An existing ER model for a database of 16th-century European music books needs enhancement. The database tracks:
- Books containing music
- Pages within books
- Pieces of music
- Lines of music on pages

## Q4(a): Order and coordinates [3 marks]

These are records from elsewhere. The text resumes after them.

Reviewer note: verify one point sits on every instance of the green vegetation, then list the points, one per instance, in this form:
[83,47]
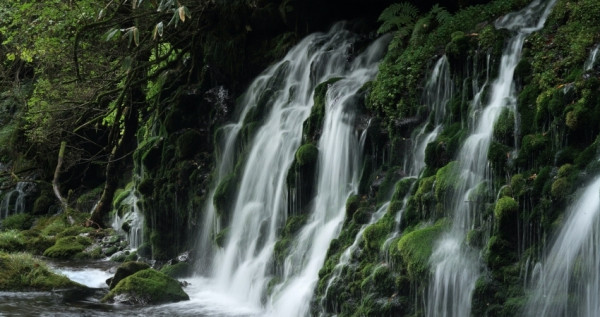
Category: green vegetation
[22,272]
[146,287]
[414,250]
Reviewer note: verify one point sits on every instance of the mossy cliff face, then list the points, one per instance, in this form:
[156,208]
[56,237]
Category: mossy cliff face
[539,153]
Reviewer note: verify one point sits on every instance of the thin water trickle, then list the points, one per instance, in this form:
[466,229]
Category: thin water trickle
[13,202]
[569,282]
[455,267]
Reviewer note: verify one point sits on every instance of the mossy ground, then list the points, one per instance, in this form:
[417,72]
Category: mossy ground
[146,287]
[23,272]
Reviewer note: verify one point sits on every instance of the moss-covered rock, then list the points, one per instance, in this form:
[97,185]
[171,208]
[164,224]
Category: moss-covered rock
[12,241]
[446,181]
[42,204]
[124,270]
[177,270]
[314,122]
[415,248]
[67,247]
[18,221]
[146,287]
[307,154]
[377,233]
[23,272]
[506,218]
[187,144]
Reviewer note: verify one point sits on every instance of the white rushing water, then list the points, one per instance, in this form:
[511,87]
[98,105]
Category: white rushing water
[242,268]
[437,94]
[455,268]
[133,217]
[569,284]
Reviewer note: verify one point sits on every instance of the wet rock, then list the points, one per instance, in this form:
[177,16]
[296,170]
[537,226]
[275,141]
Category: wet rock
[126,269]
[146,287]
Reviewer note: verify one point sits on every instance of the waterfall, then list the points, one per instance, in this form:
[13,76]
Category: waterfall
[346,256]
[569,284]
[437,94]
[338,170]
[455,268]
[243,266]
[13,202]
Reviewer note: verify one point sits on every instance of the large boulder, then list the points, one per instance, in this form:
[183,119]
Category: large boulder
[146,287]
[124,270]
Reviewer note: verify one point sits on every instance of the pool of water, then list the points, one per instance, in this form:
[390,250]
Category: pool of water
[205,300]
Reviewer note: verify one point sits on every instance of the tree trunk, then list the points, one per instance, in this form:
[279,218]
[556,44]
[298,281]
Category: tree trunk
[121,152]
[61,155]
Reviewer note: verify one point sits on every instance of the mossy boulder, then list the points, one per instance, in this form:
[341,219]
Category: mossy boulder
[146,287]
[42,204]
[224,194]
[312,125]
[352,204]
[446,181]
[307,154]
[179,269]
[187,144]
[124,270]
[12,241]
[504,128]
[415,248]
[506,218]
[18,221]
[560,188]
[500,252]
[23,272]
[376,233]
[67,247]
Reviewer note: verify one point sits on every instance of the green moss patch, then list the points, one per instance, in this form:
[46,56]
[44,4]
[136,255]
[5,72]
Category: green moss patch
[23,272]
[67,247]
[146,287]
[126,269]
[19,222]
[415,248]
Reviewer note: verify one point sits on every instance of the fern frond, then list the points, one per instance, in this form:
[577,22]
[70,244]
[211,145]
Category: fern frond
[441,14]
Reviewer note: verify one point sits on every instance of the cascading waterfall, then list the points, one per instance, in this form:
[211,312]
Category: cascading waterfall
[569,284]
[437,94]
[243,267]
[455,268]
[13,201]
[346,256]
[133,218]
[338,174]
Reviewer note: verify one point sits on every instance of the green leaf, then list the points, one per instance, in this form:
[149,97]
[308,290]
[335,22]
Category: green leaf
[158,30]
[111,33]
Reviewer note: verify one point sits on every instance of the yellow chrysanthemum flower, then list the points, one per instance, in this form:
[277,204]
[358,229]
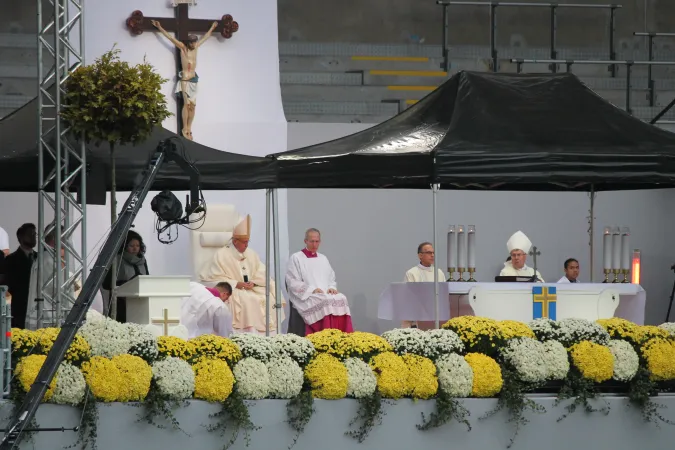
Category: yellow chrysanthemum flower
[422,380]
[78,352]
[26,371]
[487,375]
[478,334]
[210,346]
[512,329]
[23,342]
[136,375]
[327,340]
[214,380]
[594,361]
[392,375]
[174,347]
[360,345]
[327,376]
[660,357]
[103,378]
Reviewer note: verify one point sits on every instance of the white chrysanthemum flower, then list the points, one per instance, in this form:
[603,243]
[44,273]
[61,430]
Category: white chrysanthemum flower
[408,340]
[254,346]
[526,356]
[361,381]
[442,342]
[626,360]
[669,327]
[573,331]
[252,378]
[174,378]
[106,337]
[298,348]
[455,376]
[142,342]
[286,377]
[557,361]
[70,385]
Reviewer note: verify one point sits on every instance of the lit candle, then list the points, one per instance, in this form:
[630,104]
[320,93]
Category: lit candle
[607,248]
[616,249]
[471,246]
[452,248]
[461,247]
[625,249]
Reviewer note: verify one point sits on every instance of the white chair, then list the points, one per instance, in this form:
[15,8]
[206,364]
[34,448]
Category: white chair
[214,234]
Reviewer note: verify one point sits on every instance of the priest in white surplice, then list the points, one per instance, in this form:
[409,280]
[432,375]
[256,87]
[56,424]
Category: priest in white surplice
[240,266]
[312,289]
[206,310]
[423,272]
[519,246]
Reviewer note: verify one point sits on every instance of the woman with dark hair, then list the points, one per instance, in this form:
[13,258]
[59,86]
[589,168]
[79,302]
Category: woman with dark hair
[130,264]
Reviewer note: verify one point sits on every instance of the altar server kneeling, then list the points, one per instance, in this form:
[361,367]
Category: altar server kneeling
[207,311]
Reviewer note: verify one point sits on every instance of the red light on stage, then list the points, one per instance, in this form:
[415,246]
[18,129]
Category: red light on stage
[635,267]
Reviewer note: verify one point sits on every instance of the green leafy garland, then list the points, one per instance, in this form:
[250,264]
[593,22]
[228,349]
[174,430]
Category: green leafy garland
[233,410]
[299,410]
[640,392]
[157,404]
[370,413]
[512,398]
[582,390]
[446,409]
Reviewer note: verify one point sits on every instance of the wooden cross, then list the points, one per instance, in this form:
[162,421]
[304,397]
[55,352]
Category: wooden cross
[165,321]
[182,26]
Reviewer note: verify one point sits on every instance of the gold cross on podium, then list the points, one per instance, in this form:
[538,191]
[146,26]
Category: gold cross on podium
[165,321]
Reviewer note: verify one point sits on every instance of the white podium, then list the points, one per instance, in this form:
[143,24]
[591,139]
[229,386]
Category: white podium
[155,300]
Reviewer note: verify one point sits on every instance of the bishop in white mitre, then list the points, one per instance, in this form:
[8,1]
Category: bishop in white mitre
[240,266]
[423,272]
[206,310]
[519,246]
[312,289]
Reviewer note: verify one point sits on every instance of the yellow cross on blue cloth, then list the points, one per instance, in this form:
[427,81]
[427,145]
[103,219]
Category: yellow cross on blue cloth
[544,299]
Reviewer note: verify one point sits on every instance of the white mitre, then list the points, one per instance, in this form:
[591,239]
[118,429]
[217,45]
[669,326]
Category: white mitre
[519,241]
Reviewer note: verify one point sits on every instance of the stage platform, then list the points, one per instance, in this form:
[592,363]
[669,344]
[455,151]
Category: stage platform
[622,429]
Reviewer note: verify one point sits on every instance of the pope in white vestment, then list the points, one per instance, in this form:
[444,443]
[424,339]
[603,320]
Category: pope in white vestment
[205,313]
[241,267]
[519,246]
[312,289]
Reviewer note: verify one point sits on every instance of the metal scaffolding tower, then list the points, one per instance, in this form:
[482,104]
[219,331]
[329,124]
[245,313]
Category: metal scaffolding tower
[60,44]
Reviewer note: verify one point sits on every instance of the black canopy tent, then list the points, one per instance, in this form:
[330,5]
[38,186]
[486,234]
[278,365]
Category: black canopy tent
[218,170]
[495,131]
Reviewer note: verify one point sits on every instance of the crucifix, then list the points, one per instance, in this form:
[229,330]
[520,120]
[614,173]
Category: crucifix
[534,253]
[186,51]
[165,321]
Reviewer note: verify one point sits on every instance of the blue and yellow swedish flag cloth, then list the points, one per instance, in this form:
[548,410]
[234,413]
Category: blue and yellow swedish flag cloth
[544,299]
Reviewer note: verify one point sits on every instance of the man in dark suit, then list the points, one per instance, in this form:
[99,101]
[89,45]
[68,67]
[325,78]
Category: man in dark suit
[17,272]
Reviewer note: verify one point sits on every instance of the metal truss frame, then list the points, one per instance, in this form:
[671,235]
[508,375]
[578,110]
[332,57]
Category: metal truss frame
[60,50]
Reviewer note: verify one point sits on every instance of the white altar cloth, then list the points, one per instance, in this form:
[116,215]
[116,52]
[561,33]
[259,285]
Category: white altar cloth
[632,297]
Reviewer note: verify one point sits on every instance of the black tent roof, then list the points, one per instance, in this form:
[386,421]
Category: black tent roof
[495,131]
[218,170]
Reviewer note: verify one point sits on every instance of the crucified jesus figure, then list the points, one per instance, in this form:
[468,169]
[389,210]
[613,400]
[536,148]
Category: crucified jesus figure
[187,77]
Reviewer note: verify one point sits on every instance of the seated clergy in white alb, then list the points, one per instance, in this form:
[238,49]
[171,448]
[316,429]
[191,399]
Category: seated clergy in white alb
[423,272]
[312,289]
[241,267]
[206,310]
[519,246]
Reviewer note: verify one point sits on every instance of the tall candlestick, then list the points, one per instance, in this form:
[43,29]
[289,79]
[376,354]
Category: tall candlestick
[625,249]
[616,249]
[452,248]
[471,246]
[607,248]
[461,247]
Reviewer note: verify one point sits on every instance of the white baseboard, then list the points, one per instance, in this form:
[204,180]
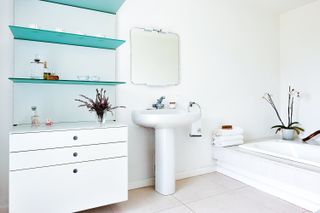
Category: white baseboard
[179,176]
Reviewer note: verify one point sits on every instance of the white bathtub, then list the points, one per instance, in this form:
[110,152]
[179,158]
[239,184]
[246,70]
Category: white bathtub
[295,151]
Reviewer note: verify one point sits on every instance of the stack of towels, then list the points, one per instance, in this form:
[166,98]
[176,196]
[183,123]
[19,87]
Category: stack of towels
[228,137]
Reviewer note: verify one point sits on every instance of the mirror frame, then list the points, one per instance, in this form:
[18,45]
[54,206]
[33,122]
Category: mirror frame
[159,31]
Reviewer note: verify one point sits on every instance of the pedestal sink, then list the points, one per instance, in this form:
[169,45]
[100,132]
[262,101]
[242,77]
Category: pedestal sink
[164,121]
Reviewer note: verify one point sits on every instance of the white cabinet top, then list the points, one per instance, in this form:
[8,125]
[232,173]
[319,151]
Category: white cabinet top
[21,129]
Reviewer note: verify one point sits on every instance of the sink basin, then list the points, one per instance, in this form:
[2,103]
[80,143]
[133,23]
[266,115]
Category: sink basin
[164,118]
[164,121]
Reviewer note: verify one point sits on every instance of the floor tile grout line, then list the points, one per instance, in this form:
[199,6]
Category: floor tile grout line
[184,204]
[218,194]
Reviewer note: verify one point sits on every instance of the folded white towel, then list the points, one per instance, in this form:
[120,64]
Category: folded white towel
[227,138]
[228,143]
[227,132]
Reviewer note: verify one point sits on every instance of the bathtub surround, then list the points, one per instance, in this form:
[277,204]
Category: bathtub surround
[295,182]
[228,137]
[229,57]
[299,61]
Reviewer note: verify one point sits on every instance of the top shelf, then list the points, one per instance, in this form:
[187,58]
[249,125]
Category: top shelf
[105,6]
[30,34]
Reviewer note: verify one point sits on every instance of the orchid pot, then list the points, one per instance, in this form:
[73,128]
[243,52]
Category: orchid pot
[290,128]
[100,105]
[288,134]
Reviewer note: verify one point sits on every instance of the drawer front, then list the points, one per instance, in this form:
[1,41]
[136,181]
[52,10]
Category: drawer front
[45,140]
[69,188]
[49,157]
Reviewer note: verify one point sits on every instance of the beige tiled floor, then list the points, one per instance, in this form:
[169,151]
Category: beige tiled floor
[212,193]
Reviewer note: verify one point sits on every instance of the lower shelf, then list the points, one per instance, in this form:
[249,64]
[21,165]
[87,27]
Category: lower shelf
[78,82]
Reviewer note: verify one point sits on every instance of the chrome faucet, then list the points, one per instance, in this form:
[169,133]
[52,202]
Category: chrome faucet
[159,104]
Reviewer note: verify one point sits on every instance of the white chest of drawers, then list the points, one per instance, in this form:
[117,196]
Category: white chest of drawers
[64,170]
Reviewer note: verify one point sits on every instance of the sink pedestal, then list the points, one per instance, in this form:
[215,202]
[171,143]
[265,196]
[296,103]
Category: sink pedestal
[165,181]
[164,121]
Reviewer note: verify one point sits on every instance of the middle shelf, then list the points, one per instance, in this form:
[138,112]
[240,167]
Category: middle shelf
[79,82]
[48,36]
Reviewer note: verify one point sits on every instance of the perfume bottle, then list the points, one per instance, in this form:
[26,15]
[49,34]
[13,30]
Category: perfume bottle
[37,67]
[35,117]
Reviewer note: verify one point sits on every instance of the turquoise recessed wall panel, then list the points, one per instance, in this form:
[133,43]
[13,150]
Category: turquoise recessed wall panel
[55,100]
[107,6]
[77,82]
[30,34]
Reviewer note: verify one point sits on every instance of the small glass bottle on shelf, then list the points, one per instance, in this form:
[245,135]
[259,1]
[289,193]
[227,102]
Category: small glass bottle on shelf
[35,117]
[37,68]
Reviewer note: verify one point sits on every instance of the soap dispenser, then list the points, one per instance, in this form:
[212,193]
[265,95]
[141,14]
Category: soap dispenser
[35,117]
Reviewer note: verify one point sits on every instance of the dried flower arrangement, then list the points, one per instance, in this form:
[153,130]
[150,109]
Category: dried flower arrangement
[291,124]
[100,105]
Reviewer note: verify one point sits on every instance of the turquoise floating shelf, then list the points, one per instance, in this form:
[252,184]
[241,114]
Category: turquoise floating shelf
[78,82]
[106,6]
[30,34]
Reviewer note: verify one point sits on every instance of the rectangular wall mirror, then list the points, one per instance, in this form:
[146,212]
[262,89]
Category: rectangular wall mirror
[154,57]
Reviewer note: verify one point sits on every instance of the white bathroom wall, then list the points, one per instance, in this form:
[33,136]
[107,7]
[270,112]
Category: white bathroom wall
[229,59]
[6,67]
[300,61]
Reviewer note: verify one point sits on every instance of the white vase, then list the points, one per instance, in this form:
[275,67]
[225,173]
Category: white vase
[288,134]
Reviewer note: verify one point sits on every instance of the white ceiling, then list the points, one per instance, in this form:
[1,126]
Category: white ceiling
[281,6]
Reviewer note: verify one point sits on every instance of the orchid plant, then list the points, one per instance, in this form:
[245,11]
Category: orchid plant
[100,105]
[291,124]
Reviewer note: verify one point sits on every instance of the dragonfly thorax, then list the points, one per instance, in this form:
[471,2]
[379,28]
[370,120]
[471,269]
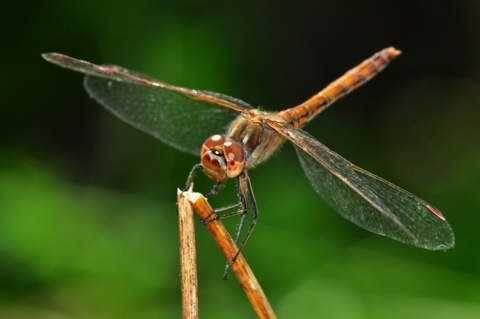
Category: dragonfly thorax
[222,158]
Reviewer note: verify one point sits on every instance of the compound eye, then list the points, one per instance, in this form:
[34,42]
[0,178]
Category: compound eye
[213,159]
[235,158]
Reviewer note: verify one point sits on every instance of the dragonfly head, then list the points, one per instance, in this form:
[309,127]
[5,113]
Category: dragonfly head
[222,158]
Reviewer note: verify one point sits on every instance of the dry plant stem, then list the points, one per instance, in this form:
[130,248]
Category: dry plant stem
[188,259]
[240,267]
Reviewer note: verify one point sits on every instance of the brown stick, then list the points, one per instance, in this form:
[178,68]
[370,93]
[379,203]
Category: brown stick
[188,259]
[240,267]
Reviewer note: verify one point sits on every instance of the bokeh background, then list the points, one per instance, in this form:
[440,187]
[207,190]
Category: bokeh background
[88,224]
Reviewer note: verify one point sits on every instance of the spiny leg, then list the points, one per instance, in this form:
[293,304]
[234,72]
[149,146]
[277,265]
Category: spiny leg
[246,196]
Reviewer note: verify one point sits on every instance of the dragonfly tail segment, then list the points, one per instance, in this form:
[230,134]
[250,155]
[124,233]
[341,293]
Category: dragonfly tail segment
[356,77]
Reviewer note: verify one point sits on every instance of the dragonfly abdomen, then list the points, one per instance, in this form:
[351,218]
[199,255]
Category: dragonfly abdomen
[301,114]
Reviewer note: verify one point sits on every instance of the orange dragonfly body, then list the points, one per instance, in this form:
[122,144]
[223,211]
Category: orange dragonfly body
[193,121]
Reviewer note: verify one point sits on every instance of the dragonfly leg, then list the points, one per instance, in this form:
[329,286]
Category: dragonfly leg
[191,175]
[215,189]
[246,196]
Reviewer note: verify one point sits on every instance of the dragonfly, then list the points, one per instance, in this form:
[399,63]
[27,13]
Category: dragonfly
[232,137]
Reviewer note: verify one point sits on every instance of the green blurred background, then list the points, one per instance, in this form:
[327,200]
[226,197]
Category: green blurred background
[88,223]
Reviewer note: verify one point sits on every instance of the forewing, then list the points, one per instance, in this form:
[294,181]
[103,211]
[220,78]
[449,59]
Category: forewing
[368,200]
[177,116]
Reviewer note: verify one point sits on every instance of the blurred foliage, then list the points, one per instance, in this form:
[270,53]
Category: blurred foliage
[87,204]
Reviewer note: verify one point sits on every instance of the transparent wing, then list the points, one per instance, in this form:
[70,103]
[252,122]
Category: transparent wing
[368,200]
[177,116]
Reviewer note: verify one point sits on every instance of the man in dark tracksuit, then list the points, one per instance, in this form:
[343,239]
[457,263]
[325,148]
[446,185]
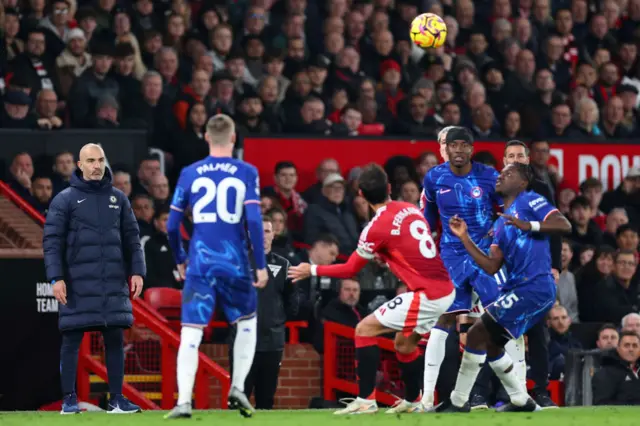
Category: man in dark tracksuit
[279,300]
[91,249]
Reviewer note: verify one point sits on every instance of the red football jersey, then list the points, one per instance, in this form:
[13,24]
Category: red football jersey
[400,236]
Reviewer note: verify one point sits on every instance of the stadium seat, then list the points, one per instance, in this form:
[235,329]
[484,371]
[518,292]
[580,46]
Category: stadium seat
[168,302]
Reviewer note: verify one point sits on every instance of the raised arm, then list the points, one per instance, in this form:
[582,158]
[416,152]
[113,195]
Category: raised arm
[492,263]
[56,227]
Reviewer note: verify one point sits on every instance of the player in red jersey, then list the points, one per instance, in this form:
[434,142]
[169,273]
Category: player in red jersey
[398,235]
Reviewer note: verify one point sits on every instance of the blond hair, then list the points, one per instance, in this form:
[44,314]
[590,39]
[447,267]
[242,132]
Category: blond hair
[220,129]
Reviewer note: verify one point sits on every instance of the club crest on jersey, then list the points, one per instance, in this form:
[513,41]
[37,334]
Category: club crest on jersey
[476,192]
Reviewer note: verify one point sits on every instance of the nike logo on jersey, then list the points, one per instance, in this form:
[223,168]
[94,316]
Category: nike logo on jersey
[275,269]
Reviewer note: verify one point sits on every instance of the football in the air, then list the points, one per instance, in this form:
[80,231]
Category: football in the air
[428,31]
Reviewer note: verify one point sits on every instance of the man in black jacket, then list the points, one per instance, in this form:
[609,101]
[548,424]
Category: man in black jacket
[91,250]
[279,300]
[617,382]
[538,336]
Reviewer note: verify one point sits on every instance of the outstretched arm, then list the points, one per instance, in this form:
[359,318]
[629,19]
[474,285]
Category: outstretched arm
[492,263]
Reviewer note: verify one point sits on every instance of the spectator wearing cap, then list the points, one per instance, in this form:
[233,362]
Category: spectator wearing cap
[33,66]
[254,49]
[124,70]
[612,116]
[537,110]
[284,190]
[106,117]
[249,115]
[607,84]
[15,114]
[92,85]
[520,86]
[46,110]
[592,190]
[223,93]
[56,26]
[390,72]
[73,61]
[190,140]
[150,109]
[86,18]
[318,72]
[629,95]
[236,65]
[477,49]
[417,122]
[381,51]
[197,91]
[274,65]
[625,195]
[294,62]
[167,64]
[12,43]
[332,214]
[615,219]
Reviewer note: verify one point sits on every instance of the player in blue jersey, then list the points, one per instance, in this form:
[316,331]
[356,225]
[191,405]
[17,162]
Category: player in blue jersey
[458,187]
[519,242]
[224,195]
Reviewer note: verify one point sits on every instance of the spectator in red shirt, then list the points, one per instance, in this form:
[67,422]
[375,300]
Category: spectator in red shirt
[286,178]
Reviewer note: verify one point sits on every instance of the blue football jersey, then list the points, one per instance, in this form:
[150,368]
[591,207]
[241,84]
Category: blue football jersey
[471,197]
[526,254]
[218,189]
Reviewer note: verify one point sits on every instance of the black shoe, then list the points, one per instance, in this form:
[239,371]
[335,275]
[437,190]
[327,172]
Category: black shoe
[448,407]
[529,407]
[477,402]
[545,402]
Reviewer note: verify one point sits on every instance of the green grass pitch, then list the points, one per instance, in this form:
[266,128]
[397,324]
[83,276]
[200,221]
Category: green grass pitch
[589,416]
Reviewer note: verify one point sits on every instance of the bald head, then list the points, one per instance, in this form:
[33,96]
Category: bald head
[92,162]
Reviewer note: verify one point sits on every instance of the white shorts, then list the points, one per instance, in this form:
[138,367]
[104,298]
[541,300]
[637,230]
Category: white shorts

**Question:** This model doesn't allow storing the order or coordinates for lines of music on a page. How could this be fixed?

In [None]:
# Q4(a) YOUR ANSWER:


## Q4(b): Tablebook format [8 marks]

**Question:** Some books are published in tablebook format, with multiple parts/voices to a piece and page regions with lines in different directions. How would you add these aspects to the model?

In [None]:
# Q4(b) YOUR ANSWER - New entities and relationships:


## Q4(c): Tables, PKs, and FKs [7 marks]

**Question:** List the tables, primary keys, and foreign keys for a relational implementation of your modified model.

In [None]:
# Q4(c) YOUR ANSWER:
# Table 1:
#   PK:
#   FKs:
#

In [None]:
%%sql
-- Q4(c) Create your tables:
DROP TABLE IF EXISTS Line;
DROP TABLE IF EXISTS Region;
DROP TABLE IF EXISTS Page;
DROP TABLE IF EXISTS Piece;
DROP TABLE IF EXISTS InstrumentOrVoicePart;
DROP TABLE IF EXISTS Book;

-- Add your CREATE TABLE statements here:


## Q4(d): Line count query [5 marks]

**Question:** Give a query to list pieces with the total number of lines of music that they occupy.

In [None]:
%%sql
-- Q4(d) YOUR SQL:


## Q4(e): Compare with another model [7 marks]

**Question:** Assess the suitability of this data structure for a relational model, and compare it with ONE other database model (XML-based, document-based, or Linked Data graph).

In [None]:
# Q4(e) YOUR ANSWER:
# Relational model assessment:
#   Pros:
#   Cons:
#
# Comparison with [XML/Document/Graph] model:
#   Pros:
#   Cons:
#
# Conclusion:

---

# Done!

Check your answers against the **solution sheet**.